『きれいな飴』にご用心
事務局で「阪神淡路大震災から10年」の原稿を書いていた。最近は室内での喫煙が出来なくなっているところが増えた。ご多分に漏れず、わが事務局も『禁煙』。「原稿とタバコ」、とてもお似合いの二人であったが、いまでは離れ離れ・・・。ふと見ると、隣のデスクの上に美味しそうな飴がある。数日前から置いてあるが誰も手をつけない。ラベルには『海のおくりもの』と書いてある。「なるほど!最近は塩のブームだから海の塩を使った『塩飴』だな!」一ついただくことにしよう。隣のデスクの主、坂田君に聞く「これ開けてもいい?」「いいですよ」早速封を切る。オレンジ・ブルー・グリーン、きれいだ!美味しそうだ!![]()
「それじゃいただきま~す」と、口に入れようとすると、坂田君が声を上げた「アッ!」、その声と同時に飴は僕の口の中に納まった。「・・・あれッ・・・甘くない・・・」坂田君が僕の顔を覗き込んだ。「それって・・・ウフフ・・・石ですよ・・・」
「?石?」口の中で転がしてみるが、確かに甘くない。口から出してよ~く見ると確かに「石だ」
「何で教えてくれないんだよ」「だって・・・まさか口の中に入れるなんて思ってもいなかったんですから・・・堀内さん冗談でやったんでしょ、受け狙いですか?」と笑いながら言った。
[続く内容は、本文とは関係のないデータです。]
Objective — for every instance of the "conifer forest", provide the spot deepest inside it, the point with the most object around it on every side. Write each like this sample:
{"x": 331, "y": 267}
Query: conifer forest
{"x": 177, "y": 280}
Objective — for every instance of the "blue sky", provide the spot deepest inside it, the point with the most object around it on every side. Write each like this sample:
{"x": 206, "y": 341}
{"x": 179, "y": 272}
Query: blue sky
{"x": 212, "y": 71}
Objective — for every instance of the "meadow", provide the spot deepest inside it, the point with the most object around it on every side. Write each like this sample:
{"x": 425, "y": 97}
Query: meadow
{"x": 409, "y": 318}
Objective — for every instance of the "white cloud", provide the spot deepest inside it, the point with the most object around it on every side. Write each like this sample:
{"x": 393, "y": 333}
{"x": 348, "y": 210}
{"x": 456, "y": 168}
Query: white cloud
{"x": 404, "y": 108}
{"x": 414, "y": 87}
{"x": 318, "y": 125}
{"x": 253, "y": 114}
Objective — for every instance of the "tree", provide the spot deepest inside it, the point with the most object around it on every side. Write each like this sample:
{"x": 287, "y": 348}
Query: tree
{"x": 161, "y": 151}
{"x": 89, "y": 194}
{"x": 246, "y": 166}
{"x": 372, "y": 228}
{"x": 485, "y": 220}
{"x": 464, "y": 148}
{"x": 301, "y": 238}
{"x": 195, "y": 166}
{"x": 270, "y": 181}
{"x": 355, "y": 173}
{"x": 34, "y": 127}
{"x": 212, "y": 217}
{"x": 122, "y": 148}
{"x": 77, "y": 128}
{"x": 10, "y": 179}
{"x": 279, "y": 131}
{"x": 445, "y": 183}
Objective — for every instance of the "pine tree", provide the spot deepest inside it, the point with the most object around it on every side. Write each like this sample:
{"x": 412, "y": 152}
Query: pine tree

「冗談じゃないよ、美味しそうに見えたんだよ」ほかのスタッフに同意を求めた「ナアーみんな、これ飴に見えるだろ!」するとスタッフたちが声をそろえて「見えませんよ~??」
悔しい・・・僕一人が判らなかったなんて・・・そうだ!誰か仲間を作ろう!![]()
僕はお皿にその飴、いや石を盛り付けてテーブルの上に置いた。僕は心の中で祈った「早く誰か来い・・・早く誰か来い・・・」
いつもは「これ以上来ないでくれ」と言いたいぐらい来訪者が多いが、この日に限って来ない・・・
そのうち、打ち合わせを終えたスタッフが戻ってきた。「お疲れ、よかったらそこに飴があるよ」と声をかける。
いつもは僕の勧めるお菓子を必ず食べる池口さんがニタッと笑って言った「・・・堀内さんこれって石じゃないですか」
「駄目か?判らなかったのは僕だけか・・・」
・・・それから5時間後・・・僕は飴騒動のことをすっかり忘れていた・・・
DちゃんとKさんが帰ってきた。
「あ~疲れた・・・オッ飴じゃないか!これ頂こう!」二人が口に入れた。
「ヤッター!!!」待ちに待った時が来た!
Kさんはあわてて口から出した。Dちゃんは噛んだ。
僕はすかさず言った「飴に見えるよね!ネッ飴に見えるよね!」
・・・二人は僕を睨みつけた・・・
※お二人の名誉のため、お名前はイニシャルにさせていただきました。